While there are many benefits and arguments for greater data sharing, these benefits must be considered in light of potential downsides that might come with additional analyses based on the same data. In this project, we addressed industry concerns around spurious analysis and litigation, as well as biased and methodologically flawed studies which might unfairly taint a product. Academia too faces challenges around credit, bias, and the potential for conflicting messages to confound decision-making. Ultimately, we believe a process of frameworks, like the YODA Project, and norms can help manage these potential problems and unlock the benefits that come with greater sharing of data.

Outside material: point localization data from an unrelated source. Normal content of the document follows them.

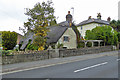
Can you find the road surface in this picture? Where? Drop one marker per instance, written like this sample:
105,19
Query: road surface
102,67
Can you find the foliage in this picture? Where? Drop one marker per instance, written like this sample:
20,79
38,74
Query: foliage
59,45
115,24
81,45
9,39
7,52
40,17
0,39
118,36
105,33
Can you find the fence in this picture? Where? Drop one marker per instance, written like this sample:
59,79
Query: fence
42,55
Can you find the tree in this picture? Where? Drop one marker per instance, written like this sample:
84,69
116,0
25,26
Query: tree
9,39
105,33
115,24
40,17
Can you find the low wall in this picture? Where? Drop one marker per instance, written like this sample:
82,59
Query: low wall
83,51
42,55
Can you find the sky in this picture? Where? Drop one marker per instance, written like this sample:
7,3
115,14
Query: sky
12,11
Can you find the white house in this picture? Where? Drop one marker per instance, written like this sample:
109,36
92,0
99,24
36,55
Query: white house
90,24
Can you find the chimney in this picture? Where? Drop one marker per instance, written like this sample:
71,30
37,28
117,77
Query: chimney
108,19
69,17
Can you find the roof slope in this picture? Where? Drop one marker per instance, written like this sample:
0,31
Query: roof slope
93,21
55,32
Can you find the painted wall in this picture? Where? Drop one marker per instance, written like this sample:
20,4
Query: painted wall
84,28
72,43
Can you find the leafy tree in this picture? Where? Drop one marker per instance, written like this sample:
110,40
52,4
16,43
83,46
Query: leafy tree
105,33
40,17
0,39
118,36
9,39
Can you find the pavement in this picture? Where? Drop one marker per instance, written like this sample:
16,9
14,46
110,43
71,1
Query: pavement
88,66
51,62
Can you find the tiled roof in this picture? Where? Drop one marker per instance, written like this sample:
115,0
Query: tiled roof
93,21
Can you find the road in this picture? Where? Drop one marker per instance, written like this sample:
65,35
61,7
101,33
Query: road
102,67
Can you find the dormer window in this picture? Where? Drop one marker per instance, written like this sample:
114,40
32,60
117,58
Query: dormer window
81,27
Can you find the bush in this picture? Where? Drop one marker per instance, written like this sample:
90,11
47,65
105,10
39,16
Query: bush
89,44
81,45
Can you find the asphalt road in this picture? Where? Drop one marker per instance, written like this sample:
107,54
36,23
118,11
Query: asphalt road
102,67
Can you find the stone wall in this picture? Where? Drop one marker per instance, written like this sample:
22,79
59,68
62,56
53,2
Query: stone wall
83,51
48,54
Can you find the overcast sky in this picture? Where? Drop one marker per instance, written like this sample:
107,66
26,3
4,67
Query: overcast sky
12,11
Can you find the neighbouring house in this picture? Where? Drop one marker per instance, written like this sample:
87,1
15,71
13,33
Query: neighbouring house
91,23
64,34
19,37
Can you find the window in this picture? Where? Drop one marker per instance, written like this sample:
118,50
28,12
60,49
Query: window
65,38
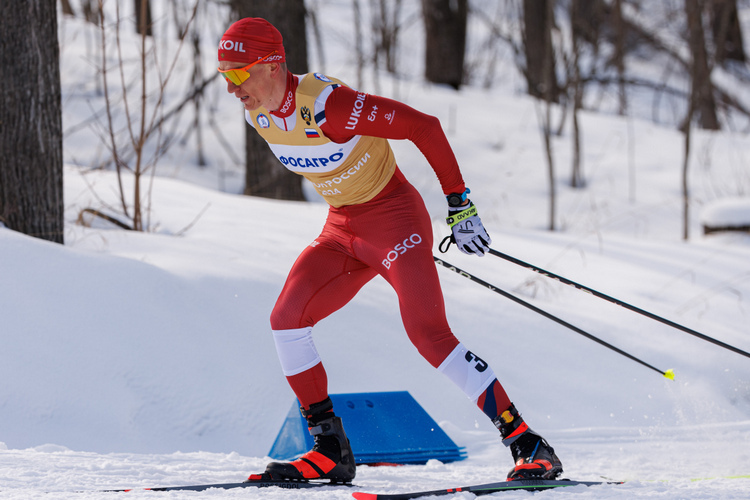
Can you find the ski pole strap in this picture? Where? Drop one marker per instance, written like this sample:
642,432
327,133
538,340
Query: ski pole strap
457,217
446,243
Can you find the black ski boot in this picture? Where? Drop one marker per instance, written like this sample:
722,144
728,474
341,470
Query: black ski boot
331,457
534,457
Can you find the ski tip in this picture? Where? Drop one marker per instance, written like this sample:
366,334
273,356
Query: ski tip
364,496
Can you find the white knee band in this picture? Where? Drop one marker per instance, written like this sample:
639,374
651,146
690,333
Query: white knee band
470,373
296,350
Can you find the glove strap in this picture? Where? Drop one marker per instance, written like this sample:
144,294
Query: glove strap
454,219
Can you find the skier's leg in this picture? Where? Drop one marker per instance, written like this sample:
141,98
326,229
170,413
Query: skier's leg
323,279
413,275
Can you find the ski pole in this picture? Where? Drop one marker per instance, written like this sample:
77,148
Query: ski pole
668,374
618,302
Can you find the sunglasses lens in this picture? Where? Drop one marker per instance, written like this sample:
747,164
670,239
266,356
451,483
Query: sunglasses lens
236,76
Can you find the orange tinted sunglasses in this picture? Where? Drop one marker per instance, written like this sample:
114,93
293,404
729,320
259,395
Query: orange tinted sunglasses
238,75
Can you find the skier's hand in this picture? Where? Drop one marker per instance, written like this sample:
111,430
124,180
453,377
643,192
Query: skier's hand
469,234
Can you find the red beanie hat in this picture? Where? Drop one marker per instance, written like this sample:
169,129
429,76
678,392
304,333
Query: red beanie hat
250,39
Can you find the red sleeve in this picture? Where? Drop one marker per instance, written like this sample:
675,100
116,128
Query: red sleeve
349,113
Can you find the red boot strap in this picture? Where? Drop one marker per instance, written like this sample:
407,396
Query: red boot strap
515,434
313,465
536,464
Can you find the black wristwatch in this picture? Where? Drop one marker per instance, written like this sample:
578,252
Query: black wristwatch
457,199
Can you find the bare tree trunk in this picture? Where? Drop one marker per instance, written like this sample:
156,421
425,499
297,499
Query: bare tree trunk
358,45
143,21
67,8
727,32
702,94
445,30
575,86
538,16
386,27
31,174
619,56
685,165
264,175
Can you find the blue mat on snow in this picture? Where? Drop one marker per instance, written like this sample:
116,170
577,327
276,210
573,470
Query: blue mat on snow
382,427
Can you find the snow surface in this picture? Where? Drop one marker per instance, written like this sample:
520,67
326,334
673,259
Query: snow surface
145,359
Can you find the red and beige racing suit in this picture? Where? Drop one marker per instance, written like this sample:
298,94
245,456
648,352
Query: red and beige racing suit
377,223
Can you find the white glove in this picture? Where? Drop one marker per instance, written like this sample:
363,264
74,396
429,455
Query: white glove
469,234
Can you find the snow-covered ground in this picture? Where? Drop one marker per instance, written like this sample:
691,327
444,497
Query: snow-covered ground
145,359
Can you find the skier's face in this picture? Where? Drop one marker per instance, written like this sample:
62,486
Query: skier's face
258,89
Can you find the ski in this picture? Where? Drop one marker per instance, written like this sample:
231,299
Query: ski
254,481
485,489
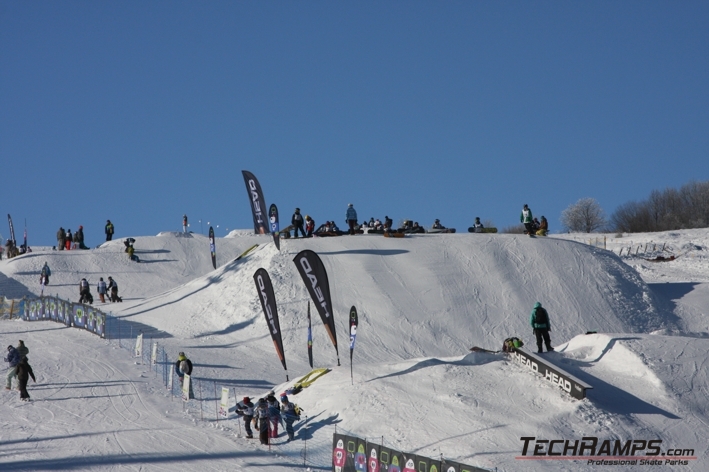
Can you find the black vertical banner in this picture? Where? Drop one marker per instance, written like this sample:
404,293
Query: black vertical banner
310,338
268,303
258,203
313,272
273,219
212,247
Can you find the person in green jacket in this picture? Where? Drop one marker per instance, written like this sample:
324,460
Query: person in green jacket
526,218
539,319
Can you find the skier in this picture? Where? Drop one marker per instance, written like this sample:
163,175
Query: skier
184,366
101,289
246,409
297,222
61,239
309,226
44,275
274,415
351,218
68,240
261,415
526,218
85,292
109,230
289,416
12,358
24,372
539,319
477,225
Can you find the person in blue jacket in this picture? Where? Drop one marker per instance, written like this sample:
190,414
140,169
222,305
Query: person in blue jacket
351,218
539,319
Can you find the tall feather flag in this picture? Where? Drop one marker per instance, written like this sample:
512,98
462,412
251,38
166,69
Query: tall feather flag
310,338
354,322
264,287
213,247
313,272
258,203
273,219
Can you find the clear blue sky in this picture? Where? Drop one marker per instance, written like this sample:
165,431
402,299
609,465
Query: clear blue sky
140,111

The generalizability of our findings to other settings is not known. However, the design of our approach should have made it more likely that the results would have been the same rather than different. The two groups were provided with the same data from all manufacturer-sponsored studies which, for rhBMP-2, represented the vast majority of high-quality studies on this product. Studies of the other questions could be limited by differences in search strategies and disagreement over key studies. The groups also received identical funding from an outside organization, and neither the groups nor the funders had any financial interest in this product.

Conclusions

Two independent and expert review groups that performed independent meta-analyses of rhBMP-2 came to broadly similar findings, though with some differences on the statistical significance of primary analyses of fusion and cancer. The clinical importance of the differences may be debatable, and even the authors of this article differed in their interpretations of the results and conclusions presented in these analyses. What is certain is that the methods and interpretations were not identical and had different points of emphasis. This underscores the importance of making data more openly available for the purpose of additional scientific inquiry to maximize the knowledge that can be extracted.